Off topic but for years I've been using a one-off proxy to strip javascript and ...

1ark · on May 25, 2023

They are probably just checking headers such as user agent and cookies. Would copy whatever your normal browser sends and put it in the urllib.request. If that doesn’t work, then it is likely more sophisticated.

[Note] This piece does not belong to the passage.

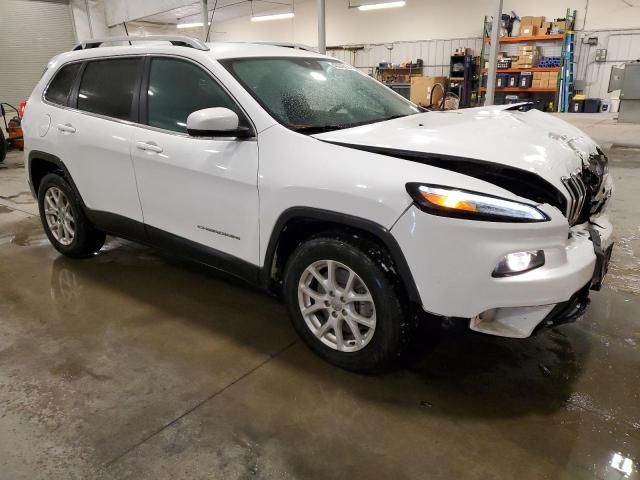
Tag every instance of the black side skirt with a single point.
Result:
(120, 226)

throwaway81523 · on May 25, 2023

I will try that, but a quick look at the error page makes me think it tries to run a javascript blob.

ksala_ · on May 25, 2023

They're just checking the user agent

    $ curl -s -I 'https://www.sfgate.com/' -H 'User-Agent: curl/7.54.1' | head -1
    HTTP/2 403
    
    $curl -s -I 'https://www.sfgate.com/' -H 'User-Agent: Mozilla/5.0 (Macintosh; Intel Mac OS X 10.15; rv:109.0) Gecko/20100101 Firefox/113.0' | head -1   
    HTTP/2 200

One "trick" is that Firefox (and I assume Chrome?) allow you to copy a request as curl - then you can just see if that works in the terminal, and if it does you can binary search for the required headers.

chrisco255 · on May 25, 2023

It probably does. But there are better modern tools like headless Chrome / Puppeteer that can fully render a page with scripts.

withinboredom · on May 25, 2023

Sounds like an ADA lawsuit waiting to happen. I'd send the editor an email explaining how they've reduced usability of the site; especially if you're a paying customer.